# Do Canadian nursing officers carry guns like infantry soldiers?



## nursingofficer (22 May 2010)

if not, who are medics that carry guns in Canadian Forces 

what are they called?


----------



## brihard (23 May 2010)

It wasn't necessary to post this twice.

In any case, nurses absolutely may carry a weapon while deployed- probably a sidearm (pistol).

We do have medics - medical technicians - trained for work out in the field as medics assigned to combat units, and they may serve as combatants as the tactical situation dictates. Nurses, however, typically stay 'inside the wire', and their weapons are carried for purposes of self defense. I've never heard of a nursing officer needing to use their weapon, but they typically aren't carrying them because they're serving in a nice place.

So take that for what it's worth.


----------



## Armymedic (23 May 2010)

Actually the nursing officers do not carry them like infantry soldiers. They carry weapons much more relaxed, more like other support officers and not at all like combat arms soldiers.



			
				nursingofficer said:
			
		

> if not, who are medics that carry guns in Canadian Forces
> 
> what are they called?



Soldiers.

If you do not like the sarcasm by which I answer your questions, then perhaps you should rethink how and when you ask them, as you could be supervising those soldiers who are Med Techs in the near future.


----------



## brihard (23 May 2010)

SFB said:
			
		

> Actually the nursing officers do not carry them like infantry soldiers. They carry weapons much more relaxed, more like other support officers and not at all like combat arms soldiers.
> 
> Soldiers.
> 
> If you do not like the sarcasm by which I answer your questions, then perhaps you should rethink how and when you ask them, as you could be supervising those soldiers who are Med Techs in the near future.

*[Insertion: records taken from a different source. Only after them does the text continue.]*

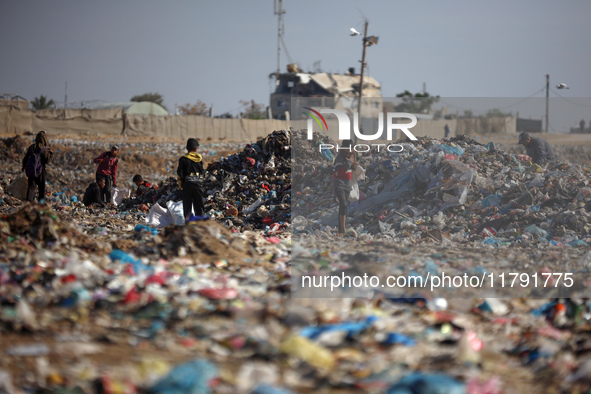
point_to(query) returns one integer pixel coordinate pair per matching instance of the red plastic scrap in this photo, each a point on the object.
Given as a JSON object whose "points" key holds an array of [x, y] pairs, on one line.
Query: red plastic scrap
{"points": [[219, 294]]}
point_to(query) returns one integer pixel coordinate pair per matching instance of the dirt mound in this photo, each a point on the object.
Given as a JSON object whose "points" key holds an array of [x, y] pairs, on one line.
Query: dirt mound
{"points": [[205, 241]]}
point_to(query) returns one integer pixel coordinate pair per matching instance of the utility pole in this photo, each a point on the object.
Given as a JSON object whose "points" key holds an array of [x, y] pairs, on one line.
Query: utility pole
{"points": [[279, 11], [361, 80], [547, 100]]}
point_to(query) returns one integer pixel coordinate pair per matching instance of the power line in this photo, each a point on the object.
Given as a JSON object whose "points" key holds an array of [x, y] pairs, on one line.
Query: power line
{"points": [[569, 101]]}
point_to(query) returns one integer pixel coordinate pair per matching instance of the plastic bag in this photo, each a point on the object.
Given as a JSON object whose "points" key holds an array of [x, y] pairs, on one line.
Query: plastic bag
{"points": [[119, 194], [158, 217], [175, 210]]}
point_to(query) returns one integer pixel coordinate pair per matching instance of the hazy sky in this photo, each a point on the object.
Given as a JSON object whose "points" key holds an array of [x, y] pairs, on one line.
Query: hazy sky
{"points": [[223, 51]]}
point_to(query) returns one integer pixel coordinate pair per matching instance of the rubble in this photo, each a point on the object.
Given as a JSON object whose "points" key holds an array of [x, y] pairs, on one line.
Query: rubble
{"points": [[100, 301]]}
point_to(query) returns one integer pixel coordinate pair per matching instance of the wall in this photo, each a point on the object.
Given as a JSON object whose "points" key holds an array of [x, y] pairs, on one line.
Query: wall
{"points": [[16, 118]]}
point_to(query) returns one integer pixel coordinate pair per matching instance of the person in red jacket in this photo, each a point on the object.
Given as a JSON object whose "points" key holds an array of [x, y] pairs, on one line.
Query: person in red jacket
{"points": [[107, 168], [142, 186], [344, 165]]}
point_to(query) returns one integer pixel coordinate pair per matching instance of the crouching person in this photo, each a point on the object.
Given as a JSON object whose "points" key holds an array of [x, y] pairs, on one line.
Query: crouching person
{"points": [[94, 193]]}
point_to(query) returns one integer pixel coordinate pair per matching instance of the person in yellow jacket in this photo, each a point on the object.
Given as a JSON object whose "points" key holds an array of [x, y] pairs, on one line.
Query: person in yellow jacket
{"points": [[190, 172]]}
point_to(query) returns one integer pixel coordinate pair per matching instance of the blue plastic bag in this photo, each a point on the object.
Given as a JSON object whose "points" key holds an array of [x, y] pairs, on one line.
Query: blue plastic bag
{"points": [[436, 383], [193, 377], [352, 328]]}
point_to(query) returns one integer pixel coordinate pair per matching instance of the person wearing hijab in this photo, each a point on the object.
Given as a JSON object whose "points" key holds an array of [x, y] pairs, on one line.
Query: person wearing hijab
{"points": [[42, 149], [190, 172], [344, 165], [108, 165]]}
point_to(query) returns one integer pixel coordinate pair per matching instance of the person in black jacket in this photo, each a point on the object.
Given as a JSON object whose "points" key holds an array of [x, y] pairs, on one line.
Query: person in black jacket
{"points": [[41, 148], [190, 172], [93, 194], [537, 148]]}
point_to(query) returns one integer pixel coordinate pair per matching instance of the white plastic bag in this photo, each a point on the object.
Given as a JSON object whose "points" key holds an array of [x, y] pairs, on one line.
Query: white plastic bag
{"points": [[359, 173], [119, 194], [158, 217], [175, 210]]}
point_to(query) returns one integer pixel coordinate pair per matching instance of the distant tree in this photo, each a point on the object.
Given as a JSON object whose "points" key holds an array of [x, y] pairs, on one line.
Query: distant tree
{"points": [[253, 110], [41, 102], [151, 97], [495, 112], [419, 103], [199, 108]]}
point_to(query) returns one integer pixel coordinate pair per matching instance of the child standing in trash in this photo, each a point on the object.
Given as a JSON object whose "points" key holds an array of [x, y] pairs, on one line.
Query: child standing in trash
{"points": [[108, 165], [93, 194], [44, 152], [142, 185], [344, 165], [190, 172]]}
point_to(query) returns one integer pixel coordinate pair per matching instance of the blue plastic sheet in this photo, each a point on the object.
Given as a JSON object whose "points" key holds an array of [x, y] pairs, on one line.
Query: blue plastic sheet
{"points": [[193, 377], [397, 338], [492, 241], [352, 328], [143, 227], [436, 383], [125, 258], [268, 389]]}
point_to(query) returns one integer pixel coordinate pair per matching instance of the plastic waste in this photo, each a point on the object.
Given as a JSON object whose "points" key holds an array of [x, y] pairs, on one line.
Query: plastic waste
{"points": [[424, 383], [308, 351], [142, 227], [193, 377], [394, 338]]}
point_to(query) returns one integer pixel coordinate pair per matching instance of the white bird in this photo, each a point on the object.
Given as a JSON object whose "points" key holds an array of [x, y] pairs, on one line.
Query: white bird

Fair chance the poster isn't actually a 'nursing officer' yet, and is actually an aspirant who genuinely doesn't know.


----------



## gaspasser (23 May 2010)

IIRC, under the Geneva Convention, Medical personal carry side arms for the defense of thier patients during the amelioration (read evacuation) (phew, I said it!) of said casualties.  

My :2c:


----------



## Neolithium (23 May 2010)

BYT Driver said:
			
		

> IIRC, under the Geneva Convention, Medical personal carry side arms for the defense of thier patients during the amelioration (read evacuation) (phew, I said it!) of said casualties.
> 
> My :2c:



Quite correct, I was bored so I looked around for the specific information.  It's a nice thought of course, however insurgents can't spell Geneva Conventions, let alone follow them.

http://www.icrc.org/ihl.nsf/WebART/365-570026?OpenDocument


----------



## medicineman (23 May 2010)

BYT Driver said:
			
		

> IIRC, under the Geneva Convention, Medical personal carry side arms for the defense of thier patients during the amelioration (read evacuation) (phew, I said it!) of said casualties.
> 
> My :2c:



I think you'll find that they may carry "small arms" for personal or patient protection...this includes things larger than sidearms.

MM


----------



## ModlrMike (23 May 2010)

medicineman said:
			
		

> I think you'll find that they may carry "small arms" for personal or patient protection...this includes things larger than sidearms.
> MM



To amplify... effectively anything other than a crew served weapon.


----------



## Pusser (24 May 2010)

ModlrMike said:
			
		

> To amplify... effectively anything other than a crew served weapon.



Other than a lack of training, I don't think there's anything actually preventing medical personnel from using a crew served weapon, as long as it is in defence of themselves or their patients.


----------



## gaspasser (24 May 2010)

Quite correct, you'd be amazed how quick some people can learn how to fire .50!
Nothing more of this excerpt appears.